Flexibility and compatibility come at the price of a slightly intricate GUI.  The best way to understand it is through examples. We explain below how to execute a Hoeffding Adaptive Tree to obtain the MDI feature importance and then proceed to do the same for Adaptive Random Forest (ARF) using the COVER feature importance.

4.3.1 Hoeffding Adaptive Tree using MDI

(1) Choose the “configure” button in the Feature Importance tab

(2) Edit the “learner” option(3) Edit the “featureImportanceLearner”

(4) Make sure the “FeatureImportanceHoeffdingTree” is selected in the dropdown

(5) Edit the “treeLearner” to select the “HoeffdingAdaptiveTree”

(6) Make sure “MDI” is selected in the dropdown for “featureImportance”

The following command line will be generated:

“FeatureImportanceConfig -l (ClassifierWithFeatureImportance -l (FeatureImportanceHoeffdingTree -l HoeffdingAdaptiveTree) -d)”

4.3.2 Adaptive Random Forest using COVER

(7) Follow steps (1) to (3) to reach the “featureImportanceLearner” configuration.

(8) Select “FeatureImportanceHoeffdingTreeEnsemble” in the dropdown

(9) Edit the “ensembleLearner” to select the “AdaptiveRandomForest” algorithm. Tip: by default ARF uses 100 trees, for a preliminary test you might want to set it to 10.  

(10) Edit the “hoeffdingTreeFeatureImportance” and then select “COVER” in the dropdown for “featureImportance”.

(11) IMPORTANT: Notice that the “treeLearner” option of the “featureImportance”, when configured from within the “FeatureImportanceHoeffdingTreeEnsemble” has no effect. Internally, it will be overridden by the Hoeffding Tree subclass object from the ensemble model.
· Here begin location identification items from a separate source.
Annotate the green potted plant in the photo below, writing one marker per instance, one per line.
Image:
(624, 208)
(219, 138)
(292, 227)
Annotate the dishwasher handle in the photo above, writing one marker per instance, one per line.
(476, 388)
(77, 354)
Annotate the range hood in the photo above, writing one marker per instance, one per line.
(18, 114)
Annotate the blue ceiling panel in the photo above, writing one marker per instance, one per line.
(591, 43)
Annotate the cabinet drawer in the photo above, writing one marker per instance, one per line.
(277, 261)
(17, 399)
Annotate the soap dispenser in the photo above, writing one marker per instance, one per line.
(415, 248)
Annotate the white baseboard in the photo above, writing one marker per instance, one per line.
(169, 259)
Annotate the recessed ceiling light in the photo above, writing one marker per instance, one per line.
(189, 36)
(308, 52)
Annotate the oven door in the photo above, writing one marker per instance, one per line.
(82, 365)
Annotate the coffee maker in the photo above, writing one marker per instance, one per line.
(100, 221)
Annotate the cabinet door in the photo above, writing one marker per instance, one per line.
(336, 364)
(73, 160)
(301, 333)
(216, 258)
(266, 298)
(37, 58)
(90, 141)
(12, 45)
The following command line will be generated:

FeatureImportanceConfig -l (ClassifierWithFeatureImportance -l (FeatureImportanceHoeffdingTreeEnsemble -l (meta.AdaptiveRandomForest -l (ARFHoeffdingTree -k 5 -e 2000000 -g 50 -c 0.01) -s 10 -x (ADWINChangeDetector -a 0.001) -p (ADWINChangeDetector -a 0.01)) -t (FeatureImportanceHoeffdingTree -o COVER)) -d)

References

[1] Gomes, H. M., de Mello, R. F., Pfahringer, B., & Bifet, A. (2019, December). Feature Scoring using Tree-Based Ensembles for Evolving Data Streams. In 2019 IEEE International Conference on Big Data (Big Data) (pp. 761-769). IEEE.

[2] Domingos, Pedro, and Geoff Hulten. “Mining high-speed data streams.” In Proceedings of the sixth ACM SIGKDD international conference on Knowledge discovery and data mining, pp. 71-80. 2000.
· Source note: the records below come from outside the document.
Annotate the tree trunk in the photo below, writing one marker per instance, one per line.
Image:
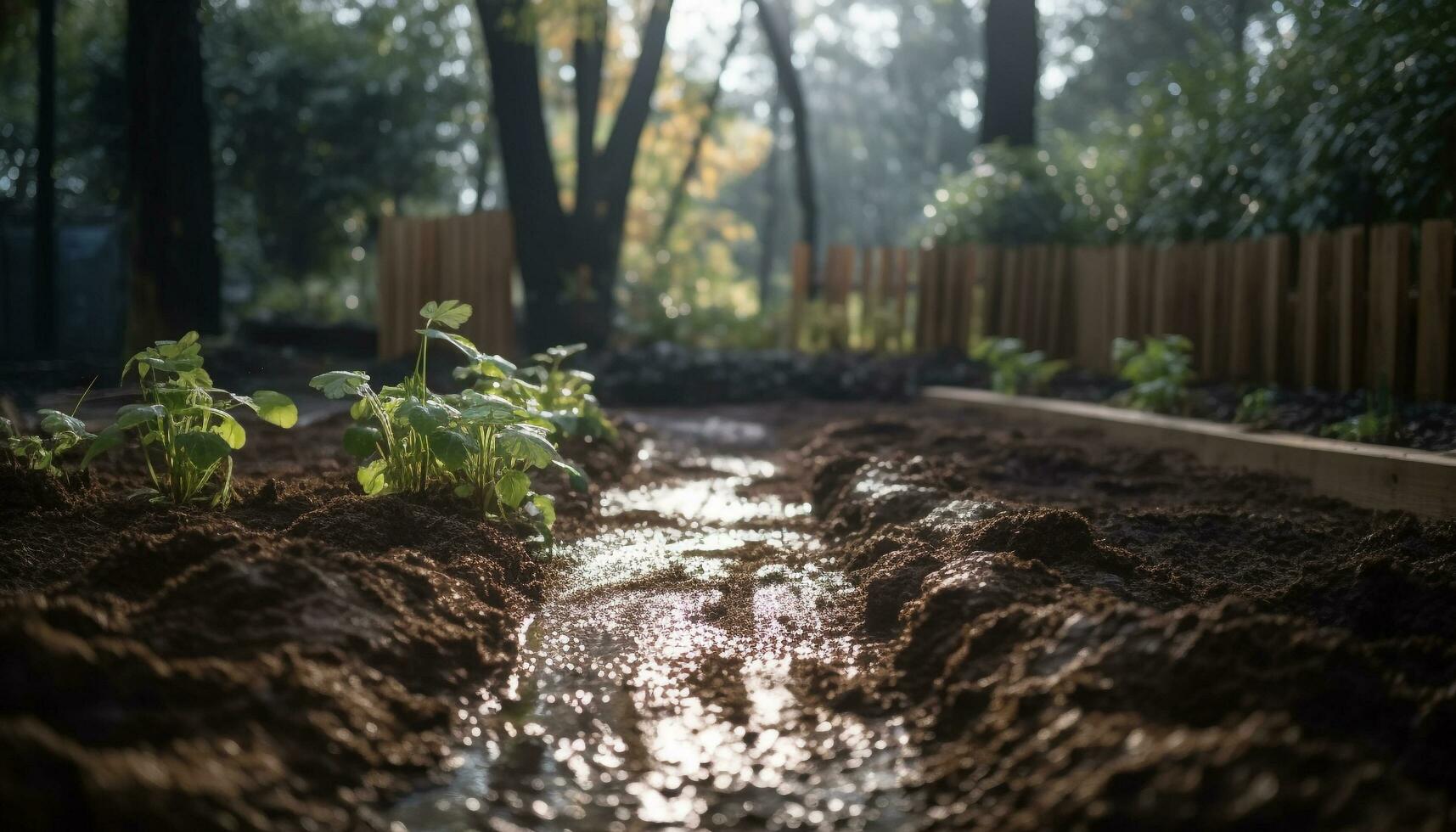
(705, 127)
(769, 231)
(46, 319)
(177, 280)
(781, 48)
(568, 261)
(1012, 70)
[3] Bifet, Albert, and Ricard Gavaldà. “Adaptive learning from evolving data streams.” In International Symposium on Intelligent Data Analysis, pp. 249-260. Springer, Berlin, Heidelberg, 2009.

[4] Gomes, Heitor M., Albert Bifet, Jesse Read, Jean Paul Barddal, Fabrício Enembreck, Bernhard Pfahringer, Geoff Holmes, and Talel Abdessalem. “Adaptive random forests for evolving data stream classification.” Machine Learning 106, no. 9-10 (2017): 1469-1495.

[5] Gomes, Heitor Murilo, Jesse Read, and Albert Bifet. “Streaming random patches for evolving data stream classification.” In 2019 IEEE International Conference on Data Mining (ICDM), pp. 240-249. IEEE, 2019.